What are the risks of sexual activity?

  • AD stops people
  • Symptoms do get better with time, but BP readings don’t improve
  • Many people have silent AD
  • AD may transform into pleasurable sensation …

They’ve done some work that shows you want to gradually allow BP to rise — over time, a bunch of very sudden jumps in BP can cause impairment in the brain. (Ugh.)

Perinatal issues for women with sci

  • post injury no period for 6-9 months
  • breastfeeding is tough for women with cervical injuries, and not just because they lack hand function; half of them get AD from breastfeeding.

Pleasure …

Lots of work on orgasm being done right now …
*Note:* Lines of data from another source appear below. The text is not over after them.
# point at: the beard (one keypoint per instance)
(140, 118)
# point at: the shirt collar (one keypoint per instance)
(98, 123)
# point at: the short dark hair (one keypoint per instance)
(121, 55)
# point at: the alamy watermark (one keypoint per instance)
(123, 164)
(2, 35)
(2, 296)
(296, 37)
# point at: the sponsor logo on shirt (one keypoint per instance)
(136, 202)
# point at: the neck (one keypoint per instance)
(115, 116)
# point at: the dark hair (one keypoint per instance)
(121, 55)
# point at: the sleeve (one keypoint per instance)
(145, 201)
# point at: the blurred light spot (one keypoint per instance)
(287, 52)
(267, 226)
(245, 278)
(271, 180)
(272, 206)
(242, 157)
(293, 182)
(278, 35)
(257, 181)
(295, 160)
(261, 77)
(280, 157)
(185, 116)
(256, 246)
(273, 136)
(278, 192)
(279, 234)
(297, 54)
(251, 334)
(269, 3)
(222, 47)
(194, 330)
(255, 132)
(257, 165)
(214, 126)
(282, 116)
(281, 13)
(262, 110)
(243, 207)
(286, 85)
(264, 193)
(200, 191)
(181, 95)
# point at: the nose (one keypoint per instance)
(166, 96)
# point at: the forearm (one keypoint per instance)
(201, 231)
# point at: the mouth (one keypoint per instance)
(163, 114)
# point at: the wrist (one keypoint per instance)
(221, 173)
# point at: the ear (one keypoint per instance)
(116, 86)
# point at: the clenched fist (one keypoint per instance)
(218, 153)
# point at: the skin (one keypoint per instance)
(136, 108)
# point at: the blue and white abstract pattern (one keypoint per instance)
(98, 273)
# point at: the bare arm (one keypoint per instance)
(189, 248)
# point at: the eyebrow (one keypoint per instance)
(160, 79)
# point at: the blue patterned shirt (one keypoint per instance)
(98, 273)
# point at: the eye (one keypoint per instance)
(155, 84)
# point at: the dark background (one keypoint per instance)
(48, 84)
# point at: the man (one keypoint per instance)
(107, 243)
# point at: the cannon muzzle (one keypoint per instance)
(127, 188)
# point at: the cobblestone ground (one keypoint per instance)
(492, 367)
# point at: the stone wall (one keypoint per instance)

Neuroplasticity works in sexual function, too. The brain can decide what turns it on, and “change its mind” about that.

Ferticare has a new model for 2019.

Okay, they did a study with this tongue device/sensory substitution that people  found to enhance their sensation, but nobody got to orgasm with it.

Time for questions.

Question: You said there’s a study of reduced semen quality with an indwelling foley.

That’s true for superpubic, too.

Okay, that was my question.

Question: Can FES be applied to the lower abs to cause ejaculation … do you know about that?

I couldn’t do it in the clinic, but I know patients are trying it – a combination of vibrator plus FES stim to the lower abs.

Question: It’s important to get the “free testosterone” test and not just the regular one. Does T help with semen quality?

In a negative way … it makes for worse semen.

Question: Does semen quality improve over time with ejaculation?

Studies say no, but we have patients who are using vibrators at home and getting pregnant.

Question: Are there any studies being done with pre-menopause or menopause?

Nope. We know there will be acceleration of all the usual problems — bone density, drying, etc.